What happened next blew their mind:

The AI ignored the race, took its boat into the clearing in the middle of the lake, and turned in a circle over and over again.

Check it out, the boat is completely outside the race track, it’s going the wrong way, and it is repeatedly catching fire because it’s crashing into the pier and into other boats over and over.

But the boat is also picking up 3 powerups during each cycle!

And this strategy is so successful that the AI consistently beats human players by 20% or more.

So here’s what went wrong.

The game designers placed powerups all along the racetrack to entice players to follow the route, but didn’t realize that the powerups in the middle of the lake are all it takes to win the game.

And they only reward players for picking up powerups.
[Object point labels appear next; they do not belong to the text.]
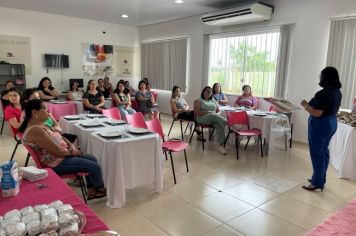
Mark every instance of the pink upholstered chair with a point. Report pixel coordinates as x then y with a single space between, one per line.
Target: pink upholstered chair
170 146
113 113
136 120
241 118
They didn’t add any incentive for players to follow the track, stay ahead of the competition, or complete the race in a minimum of time.

The AI researchers trained the AI to only look at the score and ignore everything else in the game.

So of course the AI discovered this loophole and ran with it.

This is a very cute example, but you wouldn’t want a self-driving car crash into a lamppost over and over in real life, because its internal reward function compels it to do so.

Think of all the behaviors we want to see in a self-driving car: stay on the road, drive safely, navigate door-to-door, don’t crash, brake in time for children playing on the street, and so on.

Our great challenge in AI and machine learning right now is to codify all of these good behaviors into a simple reward function that an AI can use and train on.